Bugüne kadar terör, şiddet, orman yangınları, atık, israf, ölüm, sonsuzluk gibi güncel sorunlar ve toplumsal olaylar üzerine birçok performans gerçekleştiren Güzel Sanatlar Fakültesi Dekanı Prof. Dr. Mehmet Kavukcu, bu kez dünyayı kasıp, kavuran koronavirüs ile ilgili bir çalışma gerçekleştirdi. Erzurum’daki evine kendisinin çizdiği, deforme edilmiş virüs biçimlerini, yaydıktan sonra çeşitli boyutlardaki virüs resimleri önünde sessiz çığlıklar atan Kavukçu, süreçte yaşanan psikolojik gelişmelere ve virüsün mutasyona uğramasıyla ilgili iddialara performansında yer verdi. Virüsün yayılımını ise bütün evi kaplamasıyla anlatan Kavukcu, ardından yaptığı müdahaleyle laboratuar ortamında üretildiğine dair iddiaları gündeme getirdi.
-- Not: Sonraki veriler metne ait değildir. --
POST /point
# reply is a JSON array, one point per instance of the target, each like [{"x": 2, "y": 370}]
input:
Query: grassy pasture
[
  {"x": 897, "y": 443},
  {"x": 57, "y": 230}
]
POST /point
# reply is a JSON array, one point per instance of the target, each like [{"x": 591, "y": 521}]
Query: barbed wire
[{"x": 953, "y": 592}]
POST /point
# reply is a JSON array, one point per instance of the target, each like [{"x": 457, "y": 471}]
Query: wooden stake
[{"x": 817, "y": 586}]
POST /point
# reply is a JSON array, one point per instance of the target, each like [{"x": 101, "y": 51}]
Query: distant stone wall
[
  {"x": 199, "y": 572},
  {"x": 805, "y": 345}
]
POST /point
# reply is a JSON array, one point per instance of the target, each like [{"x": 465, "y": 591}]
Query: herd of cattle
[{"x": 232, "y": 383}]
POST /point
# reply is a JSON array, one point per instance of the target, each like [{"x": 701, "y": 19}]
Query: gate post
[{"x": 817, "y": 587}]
Yaptığı performansıyla, süreç boyunca emek veren insanlara da destek olmak istediğini belirten Kavukçu, "Yaptığım çalışmadaki sessiz çığlıklar, durumu ciddiye almayarak önlem almayan insanlara sitem çığlığı olarak da düşünülebilir. Performansım sürecinde evden gelen çeşitli sesler evin doğal ve güvenli ortamını yansıtmakta, bunun tam aksine rahatsız edici virüs görselleri, iç dünyamda çatışık bir durum ortaya çıkarmaktadır. Bu da performansın ikircikli yönünü güçlendirmektedir. Deforme edilmiş virüs görselleri ise korku, ölüm, huzursuzluk duygularını içinde barındıran bir bağlamda, sürekli mutasyona uğrayan virüsün yapısına da bir gönderme olmaktadır. Çizdiğim rahatsız edici virüs görsellerini çeşitli boyutlarda çoğaltıp eve yaydıktan sonra bazılarına müdahale etmem, virüsün dünya üzerindeki gelişim/mutasyon sürecine gönderme amaçlıdır. Ayrıca çizdiğim virüs resimlerinde gözün bulunmasıyla sürekli bize bakan bir virüs tasavvuru vardır. Bu virüsler evin güvenlikli, huzurlu ortamını delip, gözleriyle, o an performansımı yaparken bana bakarak adeta beni tehdit etmektedir. Bütün bu virüsler içinde sessiz çığlıklar atarak performansımı yaparken, insanlığın bu süreçte çığlık atma isteğini yansıtmak istedim" diye konuştu.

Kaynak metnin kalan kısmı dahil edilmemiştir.